Ubbidiente lui proseguì: — All’inizio tutto ciò che potemmo fare fu di spiare. Voglio dire, era possibile ricevere segnali attraverso la barriera. Captare onde elettromagnetiche, ad esempio; e dopo un po’ riuscimmo anche con la visione diretta. Non per tutti i Paratempi. Alcuni sono accessibili, molti altri no. Il Dr. DeSota dice che si tratta di un effetto di risonanza: eravamo fuori sintonia con molte delle linee temporali. Ma naturalmente esse sono in numero infinito. Al tempo in cui io… uh, me ne andai, ne avevamo identificato circa duecentocinquanta, ma da molte di esse non riuscivamo a percepire che segnali sfocati. È questo che voleva sapere?

— Quello che vogliamo sapere, caruccio — disse Nyla, — è tutto quanto. Se non potevate far altro che guardare, come sei arrivato qui?

— No, no — sospirò lui. — Questo succedeva all’inizio. Vale a dire al tempo in cui mi aggregai alla squadra, ai primi di Agosto del 1980. In Ottobre riuscivamo già a mandare oggetti oltre la barriera, senza però poterli recuperare. E nel Gennaio 1981 inviammo un volontario. Io. — Inarcò un sopracciglio. — Fui io a offrirmi.

— E come otteneste questo? — chiese Nyla.

Lui esibì un’espressione paziente, molto paziente. — Se ve lo spiegassi, in questa stanza non c’è una sola persona che avrebbe la più vaga idea di quello che direi.

Nyla aveva un ferreo controllo di se stessa, ma se fossi stato al posto di Douglas-Alfa ci sarei andato più cauto. — Provaci — gli disse, secca.
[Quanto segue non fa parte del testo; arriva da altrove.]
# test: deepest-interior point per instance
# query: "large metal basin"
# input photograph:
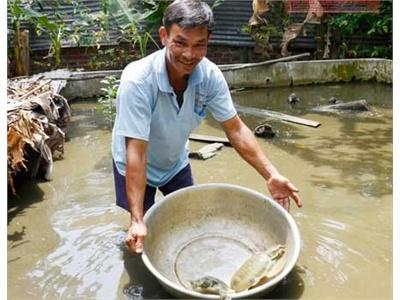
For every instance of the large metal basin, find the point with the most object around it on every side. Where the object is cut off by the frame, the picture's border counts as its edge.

A Douglas non dovette piacere il lampo dei suoi occhi, perché degluti saliva e disse subito: — Non volevo dire che non siete abbastanza intelligenti. Solo che ci sono due soli modi per spiegarlo. Uno è con le parole che coniammo in fase di realizzazione: la struttura del portale genera una corrente di crononi verdi-negativi che interferisce col flusso naturale dei crononi rossi-positivi. Capite cosa voglio dire? Astruso, no? L’altro modo è in formule matematiche. E per favore, se volete seguirmi dovete prima studiare la fisica dei quanta e la meccanica ondulatoria.